A pesar de sus intenciones, Lily no pudo evitar el responder salvajemente a sus caricias.
—Aquí no, Valentine.
—Aquí, sí. No hay nadie que nos vea.
—Tengo que decirte algo. No está bien que hagamos esto. Lo que pasó anoche... — Se sentía incómoda. — No tienes por qué casarte conmigo. Yo sé comprender. No soy el tipo de mujer que los hombres quieren por esposa. Tendrías que casarte con alguien como... como Honoria, que tiene todas las condiciones para ser buena esposa. Yo no soy adecuada. Mi vida ha sido muy extraña. Y no siempre actúo como corresponde a una persona civilizada, a pesar de lo que Basil trató de enseñarme.

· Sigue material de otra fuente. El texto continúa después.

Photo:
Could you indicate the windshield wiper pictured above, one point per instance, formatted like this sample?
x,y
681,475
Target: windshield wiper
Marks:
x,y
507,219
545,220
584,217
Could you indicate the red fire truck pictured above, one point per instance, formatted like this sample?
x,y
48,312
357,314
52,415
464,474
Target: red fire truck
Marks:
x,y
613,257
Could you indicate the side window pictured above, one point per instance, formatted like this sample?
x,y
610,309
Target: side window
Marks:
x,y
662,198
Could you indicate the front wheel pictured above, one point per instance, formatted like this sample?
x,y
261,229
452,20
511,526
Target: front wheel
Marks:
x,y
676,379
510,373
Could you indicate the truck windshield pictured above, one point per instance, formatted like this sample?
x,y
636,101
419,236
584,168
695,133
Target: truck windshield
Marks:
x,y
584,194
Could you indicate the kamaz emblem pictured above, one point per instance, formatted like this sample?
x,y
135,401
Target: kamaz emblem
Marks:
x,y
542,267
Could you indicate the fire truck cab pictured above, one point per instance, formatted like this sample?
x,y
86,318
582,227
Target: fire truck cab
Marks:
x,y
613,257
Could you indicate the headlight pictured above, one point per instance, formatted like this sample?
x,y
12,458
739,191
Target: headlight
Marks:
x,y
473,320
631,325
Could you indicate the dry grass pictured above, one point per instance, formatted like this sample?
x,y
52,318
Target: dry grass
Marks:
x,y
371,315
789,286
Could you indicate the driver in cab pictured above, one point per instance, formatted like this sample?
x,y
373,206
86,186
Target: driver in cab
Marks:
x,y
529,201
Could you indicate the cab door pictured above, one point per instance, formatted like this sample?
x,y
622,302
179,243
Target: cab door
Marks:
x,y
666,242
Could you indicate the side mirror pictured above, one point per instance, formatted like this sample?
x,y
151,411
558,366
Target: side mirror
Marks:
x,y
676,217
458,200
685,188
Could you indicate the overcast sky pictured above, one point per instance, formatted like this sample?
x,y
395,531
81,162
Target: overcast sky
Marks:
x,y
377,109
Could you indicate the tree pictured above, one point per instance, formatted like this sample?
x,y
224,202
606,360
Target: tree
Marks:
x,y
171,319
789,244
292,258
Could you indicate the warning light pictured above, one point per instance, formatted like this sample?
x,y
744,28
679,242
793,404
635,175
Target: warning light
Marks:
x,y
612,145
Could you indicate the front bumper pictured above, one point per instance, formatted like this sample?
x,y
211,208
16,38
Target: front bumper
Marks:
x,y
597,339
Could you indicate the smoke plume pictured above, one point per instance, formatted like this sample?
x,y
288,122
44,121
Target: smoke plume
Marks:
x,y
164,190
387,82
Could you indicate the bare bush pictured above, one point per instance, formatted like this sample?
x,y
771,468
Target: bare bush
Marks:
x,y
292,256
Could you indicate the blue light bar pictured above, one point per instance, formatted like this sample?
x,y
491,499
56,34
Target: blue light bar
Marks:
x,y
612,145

—Con cualquier otra me aburriría, amor mío, mi único amor — murmuró él, riendo con suavidad—. Serás mi esposa. Acéptalo, querida. Nadie me quitará lo que es mío... Lily Francisca Christian.
—Pareces muy seguro de que volveremos a Inglaterra — logró decir ella, débilmente, cuando sus labios la dejaron respirar—. Ojalá tuviera la misma fe, Valentine, pero el Madrigal se ha ido y hasta es posible que... que...
Lily se interrumpió. No quería siquiera pensar en esa posibilidad, sobre todo sabiendo que Simon estaba a bordo.
—¿Fe? Sí, tengo fe en mis hombres — respondió él, con una sonrisa.
Su mirada recorrió el horizonte, casi con impaciencia, hasta que sintió la caricia audaz de Lily y comprendió que aún podían disfrutar de ese paraíso un rato más.
Sólo a primera hora del día siguiente pareció justificarse esa fe. Más allá de los arrecifes, enarbolada la cruz roja de San Jorge, estaba el Madrigal, saludando con un disparo de cañón a su capitán, que esperaba en la costa.